A Warning

No prompt Written 19 February 2021

There are many tales of the Folk, many of them contradictory. Some say they are honorable, but follow a code separate to the laws of humanity. Others say they are impulsive and cruel. They are impossibly beautiful, or they are unnaturally angular, with too many joints. There are stories of them falling in love, and stories of them enchanting, using, and betraying besotted humans.

There are those who claim this split is between the Seelie and Unseelie, or the Summer and Winter courts. Then there are those who claim they are all cruel in their own ways. The truth is far more complex.

The Folk are born of stories. Stories we tell each other in the dark, stories of loss and love and trickery. The Folk embody those stories which we tell about them, and as these tales evolve, so do they. When their tales become entangled, as they have now, the Folk follow suit.

It would be easy to say that the Folk are what you believe of them. If you expect kindness, you will receive it. This is not true. You cannot simply tell the Fae in front of you “You are kind” and expect them to be so. Your belief does not hold more weight due to your proximity. For they are born and made of stories, but they, like you, have a will of their own.

You can no longer trust the Rules your ancestors have laid to protect you.

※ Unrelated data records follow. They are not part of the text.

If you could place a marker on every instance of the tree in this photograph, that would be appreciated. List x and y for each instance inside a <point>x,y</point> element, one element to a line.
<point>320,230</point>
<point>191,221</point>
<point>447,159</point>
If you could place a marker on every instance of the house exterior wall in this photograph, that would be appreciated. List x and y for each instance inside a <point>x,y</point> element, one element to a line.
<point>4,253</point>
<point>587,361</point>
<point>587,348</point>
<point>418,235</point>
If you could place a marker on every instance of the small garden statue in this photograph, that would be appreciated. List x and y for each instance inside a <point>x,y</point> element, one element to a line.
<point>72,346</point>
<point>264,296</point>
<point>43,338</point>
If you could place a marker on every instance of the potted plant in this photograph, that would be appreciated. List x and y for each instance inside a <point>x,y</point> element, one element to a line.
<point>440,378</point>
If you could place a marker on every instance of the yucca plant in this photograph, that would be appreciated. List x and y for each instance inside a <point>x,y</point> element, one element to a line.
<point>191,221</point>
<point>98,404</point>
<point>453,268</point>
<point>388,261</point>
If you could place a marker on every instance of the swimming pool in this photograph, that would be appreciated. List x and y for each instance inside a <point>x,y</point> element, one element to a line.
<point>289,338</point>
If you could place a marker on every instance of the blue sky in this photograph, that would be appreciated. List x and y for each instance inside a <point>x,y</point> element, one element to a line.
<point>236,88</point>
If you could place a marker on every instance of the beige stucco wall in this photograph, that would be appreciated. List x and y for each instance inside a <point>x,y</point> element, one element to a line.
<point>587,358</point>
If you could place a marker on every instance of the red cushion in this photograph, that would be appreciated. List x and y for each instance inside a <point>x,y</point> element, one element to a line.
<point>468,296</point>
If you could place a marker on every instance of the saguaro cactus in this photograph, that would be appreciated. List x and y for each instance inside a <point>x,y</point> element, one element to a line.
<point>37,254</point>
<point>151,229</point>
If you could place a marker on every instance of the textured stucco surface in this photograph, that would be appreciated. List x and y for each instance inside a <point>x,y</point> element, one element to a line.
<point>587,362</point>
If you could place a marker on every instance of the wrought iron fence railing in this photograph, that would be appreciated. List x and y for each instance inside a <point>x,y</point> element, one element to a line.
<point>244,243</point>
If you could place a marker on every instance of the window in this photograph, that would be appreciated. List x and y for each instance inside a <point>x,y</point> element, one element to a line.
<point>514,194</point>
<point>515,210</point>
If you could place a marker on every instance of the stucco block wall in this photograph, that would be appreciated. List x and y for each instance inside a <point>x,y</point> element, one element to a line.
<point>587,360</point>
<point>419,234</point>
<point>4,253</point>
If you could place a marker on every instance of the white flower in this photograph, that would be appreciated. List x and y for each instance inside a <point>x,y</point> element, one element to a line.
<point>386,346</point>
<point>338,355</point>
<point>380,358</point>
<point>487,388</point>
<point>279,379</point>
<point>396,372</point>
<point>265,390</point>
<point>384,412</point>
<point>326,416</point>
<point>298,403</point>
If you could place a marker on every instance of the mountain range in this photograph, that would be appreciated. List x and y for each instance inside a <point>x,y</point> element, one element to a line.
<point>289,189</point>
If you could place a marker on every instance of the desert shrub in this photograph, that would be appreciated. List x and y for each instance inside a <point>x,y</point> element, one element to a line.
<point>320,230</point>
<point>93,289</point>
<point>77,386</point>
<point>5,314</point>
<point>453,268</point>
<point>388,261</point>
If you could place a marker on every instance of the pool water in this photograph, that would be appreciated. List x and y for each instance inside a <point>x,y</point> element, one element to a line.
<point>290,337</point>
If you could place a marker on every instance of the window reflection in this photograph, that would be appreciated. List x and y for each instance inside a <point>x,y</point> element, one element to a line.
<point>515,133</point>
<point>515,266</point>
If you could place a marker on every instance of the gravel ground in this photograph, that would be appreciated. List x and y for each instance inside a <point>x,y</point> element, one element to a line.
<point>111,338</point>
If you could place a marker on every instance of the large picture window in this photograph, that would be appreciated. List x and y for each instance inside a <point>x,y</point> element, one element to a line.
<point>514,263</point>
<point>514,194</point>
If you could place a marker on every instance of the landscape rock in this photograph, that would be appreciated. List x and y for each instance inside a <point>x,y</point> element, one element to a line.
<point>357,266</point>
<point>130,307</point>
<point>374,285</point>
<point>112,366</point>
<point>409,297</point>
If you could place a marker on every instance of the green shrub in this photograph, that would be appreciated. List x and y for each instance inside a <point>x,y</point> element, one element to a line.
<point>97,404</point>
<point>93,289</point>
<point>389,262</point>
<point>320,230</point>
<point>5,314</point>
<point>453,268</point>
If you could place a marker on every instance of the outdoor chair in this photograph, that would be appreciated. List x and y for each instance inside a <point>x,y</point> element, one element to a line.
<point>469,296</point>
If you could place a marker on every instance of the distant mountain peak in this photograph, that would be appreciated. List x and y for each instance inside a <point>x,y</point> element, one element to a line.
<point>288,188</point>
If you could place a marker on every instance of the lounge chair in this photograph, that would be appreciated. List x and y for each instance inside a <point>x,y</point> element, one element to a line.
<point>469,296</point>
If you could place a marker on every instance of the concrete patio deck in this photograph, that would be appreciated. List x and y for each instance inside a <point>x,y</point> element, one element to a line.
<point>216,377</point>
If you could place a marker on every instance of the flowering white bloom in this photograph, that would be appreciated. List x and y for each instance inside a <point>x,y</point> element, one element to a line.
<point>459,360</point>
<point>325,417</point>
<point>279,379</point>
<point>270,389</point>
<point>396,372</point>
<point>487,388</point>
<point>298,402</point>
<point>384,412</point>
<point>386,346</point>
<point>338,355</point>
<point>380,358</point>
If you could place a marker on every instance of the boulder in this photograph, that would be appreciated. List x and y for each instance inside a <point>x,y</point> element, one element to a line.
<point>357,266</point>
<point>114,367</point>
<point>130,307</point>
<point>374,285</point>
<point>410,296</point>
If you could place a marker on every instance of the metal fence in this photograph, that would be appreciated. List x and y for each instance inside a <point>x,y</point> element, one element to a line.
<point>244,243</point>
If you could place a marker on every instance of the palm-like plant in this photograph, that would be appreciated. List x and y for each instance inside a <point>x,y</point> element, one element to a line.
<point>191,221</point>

It was said that the Folk cannot lie, but how many stories have been written in defiance of that? How do they gain power over you? Is it your name? Do they spin glamours of beauty to entice, hiding the corruption beneath? Can they change you with a touch, or deceive your senses with their words? Do they envy humanity’s creation of art, or are we doomed to create pale imitations of their beauty? It is impossible to say.

Will iron burn, will time run strange. Is their world separate from ours or hidden within it. No storytellers can agree, and this affords them a freedom they did not have at their birth. Your safety within the presence of a Fae is entirely up to them, as it has never been before. Lie about your name, carry iron around your neck and salt in your pockets. There is no way to know if it will matter.

This puts you, dear reader, in a precarious position. If the Rules hold no meaning, how are you to protect yourself?

There is no trick. No secret to keep you safe. Spinning your own tales of the Folk will only add to the mountain of conflicting stories. To tell one anew is to do nothing but invite their interest. And one thing that remained consistent through the centuries: you do not want to invite their interest.

I cannot help you, reader. I cannot protect you. The information I give serves as little more than a warning. You can do nothing besides be careful.